PanAust Ltd., an Australian copper miner that’s the target of a A$1.1 billion ($1 billion) takeover approach from China, is seeking formal offers from interested groups by October.
State-owned Guangdong Rising Assets Management Co. remains in talks after its conditional proposal of A$2.30 cash a share was rejected, Gary Stafford, managing director of the Brisbane-based company, said today in a phone interview. A second party will complete due diligence next month, he said.
“We can’t set a deadline, we are simply saying that we would expect that everyone who is in the process at the moment would have had sufficient time by early October,” Stafford said by phone from Sydney. The producer’s board will meet in mid-October, he said.

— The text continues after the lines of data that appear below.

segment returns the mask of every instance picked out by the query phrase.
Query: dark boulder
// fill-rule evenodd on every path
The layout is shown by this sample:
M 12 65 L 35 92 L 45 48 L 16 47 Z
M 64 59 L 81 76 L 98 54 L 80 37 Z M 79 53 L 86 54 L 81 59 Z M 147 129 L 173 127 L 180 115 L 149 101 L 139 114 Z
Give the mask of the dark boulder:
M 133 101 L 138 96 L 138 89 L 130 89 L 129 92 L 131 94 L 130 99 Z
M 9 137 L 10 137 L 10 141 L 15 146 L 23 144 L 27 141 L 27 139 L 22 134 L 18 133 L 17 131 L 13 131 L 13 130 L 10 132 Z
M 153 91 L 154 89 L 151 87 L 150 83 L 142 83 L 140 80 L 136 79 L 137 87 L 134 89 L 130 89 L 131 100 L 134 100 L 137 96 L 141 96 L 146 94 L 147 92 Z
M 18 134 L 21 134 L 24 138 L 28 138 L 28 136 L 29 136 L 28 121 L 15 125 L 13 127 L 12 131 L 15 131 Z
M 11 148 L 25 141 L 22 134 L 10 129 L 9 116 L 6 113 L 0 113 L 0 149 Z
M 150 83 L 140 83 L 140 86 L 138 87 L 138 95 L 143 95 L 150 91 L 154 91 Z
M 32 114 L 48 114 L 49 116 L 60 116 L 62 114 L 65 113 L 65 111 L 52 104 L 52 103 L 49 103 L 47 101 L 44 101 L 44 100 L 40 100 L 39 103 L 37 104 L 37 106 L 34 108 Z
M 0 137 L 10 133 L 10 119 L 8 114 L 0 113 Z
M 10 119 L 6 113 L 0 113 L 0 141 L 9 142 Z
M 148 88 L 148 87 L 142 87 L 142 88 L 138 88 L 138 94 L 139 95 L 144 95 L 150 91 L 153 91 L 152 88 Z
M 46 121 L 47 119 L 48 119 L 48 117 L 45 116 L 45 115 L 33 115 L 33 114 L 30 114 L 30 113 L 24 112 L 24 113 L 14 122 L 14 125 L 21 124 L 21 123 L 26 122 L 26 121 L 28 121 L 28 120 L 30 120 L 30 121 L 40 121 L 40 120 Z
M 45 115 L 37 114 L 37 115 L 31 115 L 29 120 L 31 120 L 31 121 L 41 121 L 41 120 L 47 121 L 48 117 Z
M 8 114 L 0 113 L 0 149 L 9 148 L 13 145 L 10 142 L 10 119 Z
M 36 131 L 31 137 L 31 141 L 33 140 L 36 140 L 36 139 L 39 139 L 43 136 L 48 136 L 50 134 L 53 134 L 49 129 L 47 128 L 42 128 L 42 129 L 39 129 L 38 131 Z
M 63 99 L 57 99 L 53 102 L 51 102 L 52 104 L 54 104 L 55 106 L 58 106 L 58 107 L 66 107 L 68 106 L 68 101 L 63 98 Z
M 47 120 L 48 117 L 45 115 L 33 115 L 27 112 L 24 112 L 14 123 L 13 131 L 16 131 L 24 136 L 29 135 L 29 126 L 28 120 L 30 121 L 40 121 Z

Buying PanAust would give the acquirer control of a producing Laos mine as well as the Frieda River project in Papua New Guinea, described by the target as one of the world’s largest undeveloped copper and gold deposits. It agreed last year to buy Glencore Plc’s stake in Frieda River, estimating the development costs at as much as $1.8 billion.
PanAust, which today reported a 28 percent fall in first-half profit, declined 2.1 percent to close at A$2.30 in Sydney trading.
The bid from Guangdong, which owns 23 percent of PanAust and is its biggest shareholder according to data compiled by Bloomberg, valued the producer at about A$1.5 billion. PanAust has offered Guangdong and others access to information to facilitate a higher proposal, it said in May.
“These things take up a lot of time, if someone is serious they need to put up a serious proposal to us, if they are not then we will move on,” Stafford said. Some parties granted access to a data room have opted not to pursue their interest, while others continue to deliberate, he said.
Frieda River may produce 100,000 metric tons of copper and 160,000 ounces of gold annually and have a mine life of 18 years, according to a company filing.